For local LLM users, this distinction matters. You can increase VRAM size without increasing tokens per second unless bus width or per-pin speed also increases.
Why Bandwidth Directly Impacts Tokens Per Second
During inference, especially with transformer models, the GPU repeatedly streams weights from VRAM into tensor cores.
A 70B model at 4-bit quantization is roughly 35 GB of weights. Even with caching and layer-wise reuse, each token generation requires reading large portions of those weights.
If bandwidth is insufficient, compute units idle while waiting for data. Increasing TFLOPS does not help if memory cannot supply data fast enough.
In practical terms for local LLM users, the hierarchy usually looks like this:
- First constraint is VRAM capacity.
- Second constraint is memory bandwidth.
- Third is raw compute throughput.
This is why an older high-bandwidth card can outperform a newer mid-range card with higher advertised AI TOPS but a narrow memory bus.
What Faster GDDR7 Means for Future Builds
If future GPUs maintain current bus widths but move to 32 to 36 Gbps memory, bandwidth increases linearly.
For a 512-bit GPU at 36 Gbps:
36 × 512 = 18,432
18,432 / 8 = 2,304 GB/s
That equals 2.3 TB/s without widening the bus.
For a 256-bit GPU at 36 Gbps:
36 × 256 = 9,216
9,216 / 8 = 1,152 GB/s
That would exceed current 4090-class bandwidth on a narrower design.
VRAM Density and 3GB Chips
With 3 GB per GDDR7 chip:
8 chips = 24 GB
12 chips = 36 GB
16 chips = 48 GB
This creates a realistic path to 36 GB and 48 GB consumer GPUs without exotic layouts. For single-GPU 70B q4 inference, 48 GB becomes a practical threshold where many dual-GPU splits are no longer necessary.
Practical Buying Guidance for Local LLM Users
If you mainly run 7B to 13B models, bandwidth beyond roughly 400 GB/s matters less than VRAM size and total system cost.
For 34B to 70B q4 models, aim for at least 24 GB VRAM and bandwidth in the 700 GB/s or higher range. Used 3090 cards remain competitive because 936 GB/s still holds up for memory-bound inference.
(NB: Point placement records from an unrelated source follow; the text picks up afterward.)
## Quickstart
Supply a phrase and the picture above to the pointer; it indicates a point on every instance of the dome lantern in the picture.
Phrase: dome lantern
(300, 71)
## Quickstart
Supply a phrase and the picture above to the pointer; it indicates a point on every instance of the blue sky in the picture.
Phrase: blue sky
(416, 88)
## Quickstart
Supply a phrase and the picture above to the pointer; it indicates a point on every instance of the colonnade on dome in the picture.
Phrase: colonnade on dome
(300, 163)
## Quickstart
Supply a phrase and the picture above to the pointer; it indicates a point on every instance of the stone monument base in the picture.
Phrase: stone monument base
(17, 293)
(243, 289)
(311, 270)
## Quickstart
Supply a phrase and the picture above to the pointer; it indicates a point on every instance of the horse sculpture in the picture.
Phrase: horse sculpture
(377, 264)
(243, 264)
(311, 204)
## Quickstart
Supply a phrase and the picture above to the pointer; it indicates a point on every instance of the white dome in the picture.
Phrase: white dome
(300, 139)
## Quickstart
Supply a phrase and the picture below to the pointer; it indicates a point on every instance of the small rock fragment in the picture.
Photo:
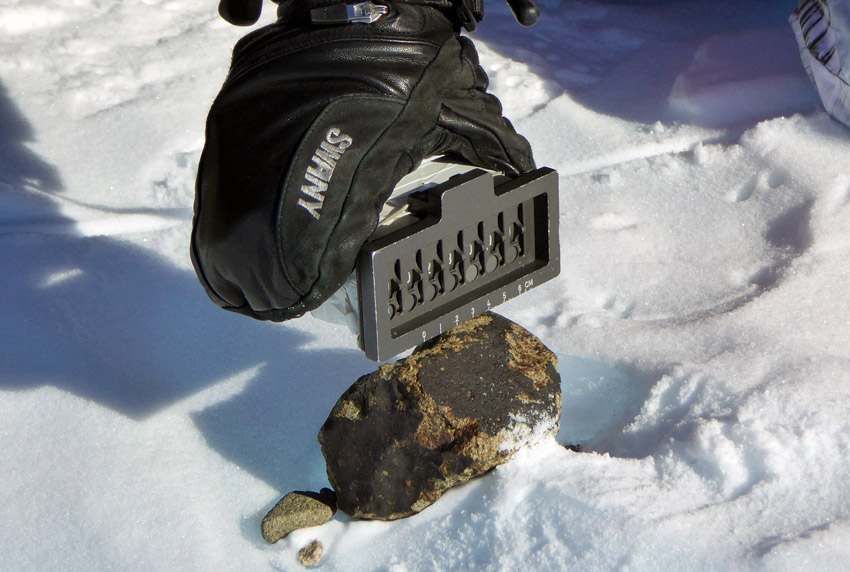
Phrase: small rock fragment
(457, 407)
(311, 554)
(299, 509)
If you are planning for larger models or future mixture-of-experts architectures, GPUs in the 1.5 TB/s and above class will age better.
When evaluating any GPU for local LLM workloads, always compute:
Per-pin speed × bus width / 8
That number often predicts real-world token throughput more accurately than marketing metrics. For inference, memory chips and bus design matter as much as the GPU die itself.